One cited human laboratory study with acute exenatide did not reduce cocaine self-administration or subjective effects, but that design tested a single acute dose. The rat study intentionally used repeated dosing to improve translational relevance.
- Preclinical strength: Repeated dosing and choice procedures are closer to medication-development logic than a single acute screen.
- Preclinical limit: Small rat samples cannot estimate human treatment effects or adverse-event tradeoffs.
- Clinical next step: Randomized trials would need cocaine-use outcomes, retention, craving, body-weight effects, and safety monitoring.
The narrow conclusion is that repeated semaglutide reduced cocaine choice in rats while increasing food choice. Semaglutide deserves clinical testing, but this study does not make it a cocaine use disorder treatment.
Citation: DOI: 10.1038/s41386-026-02386-2. Heslep et al. Repeated semaglutide treatment attenuates cocaine-vs-food choice in male and female rats. Neuropsychopharmacology. 2026.
Study Design: Preclinical cocaine-vs-food choice and behavioral-economic demand study in rats.

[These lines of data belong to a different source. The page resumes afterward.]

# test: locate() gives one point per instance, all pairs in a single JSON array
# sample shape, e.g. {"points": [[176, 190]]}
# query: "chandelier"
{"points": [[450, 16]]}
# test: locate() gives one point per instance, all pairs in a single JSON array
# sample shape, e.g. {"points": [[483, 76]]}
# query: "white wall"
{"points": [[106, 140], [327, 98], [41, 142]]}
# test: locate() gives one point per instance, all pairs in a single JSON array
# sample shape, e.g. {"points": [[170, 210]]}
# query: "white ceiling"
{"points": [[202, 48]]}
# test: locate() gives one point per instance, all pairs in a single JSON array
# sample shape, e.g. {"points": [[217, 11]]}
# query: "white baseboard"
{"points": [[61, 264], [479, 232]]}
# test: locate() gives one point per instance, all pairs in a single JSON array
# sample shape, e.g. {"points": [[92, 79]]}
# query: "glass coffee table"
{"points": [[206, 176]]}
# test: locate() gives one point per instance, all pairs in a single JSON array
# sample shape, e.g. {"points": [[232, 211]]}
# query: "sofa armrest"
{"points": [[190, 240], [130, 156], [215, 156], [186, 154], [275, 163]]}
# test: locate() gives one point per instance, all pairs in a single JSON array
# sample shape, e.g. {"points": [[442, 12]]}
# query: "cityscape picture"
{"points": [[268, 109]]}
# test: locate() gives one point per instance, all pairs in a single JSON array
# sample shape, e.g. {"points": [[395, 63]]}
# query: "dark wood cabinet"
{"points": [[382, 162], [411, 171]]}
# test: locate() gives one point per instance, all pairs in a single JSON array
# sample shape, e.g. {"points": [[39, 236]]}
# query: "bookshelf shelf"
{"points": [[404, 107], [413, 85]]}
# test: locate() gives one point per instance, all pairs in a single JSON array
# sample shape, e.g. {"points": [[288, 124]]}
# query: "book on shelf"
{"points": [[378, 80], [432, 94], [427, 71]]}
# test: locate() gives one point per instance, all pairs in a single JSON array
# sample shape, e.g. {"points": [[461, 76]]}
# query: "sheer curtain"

Sample/Model: Main choice procedure used 12 rats, 6 male and 6 female; behavioral-economic demand procedure used 7 rats.
Key Statistic: Repeated 0.1 and 0.32 mg/kg/day semaglutide significantly reduced cocaine choice across 5 treatment days, while 0.32 mg/kg/day shifted behavior away from cocaine in the demand procedure.
Caveat: Rat choice behavior is not human cocaine-use disorder treatment evidence; clinical trials are needed to test efficacy and safety.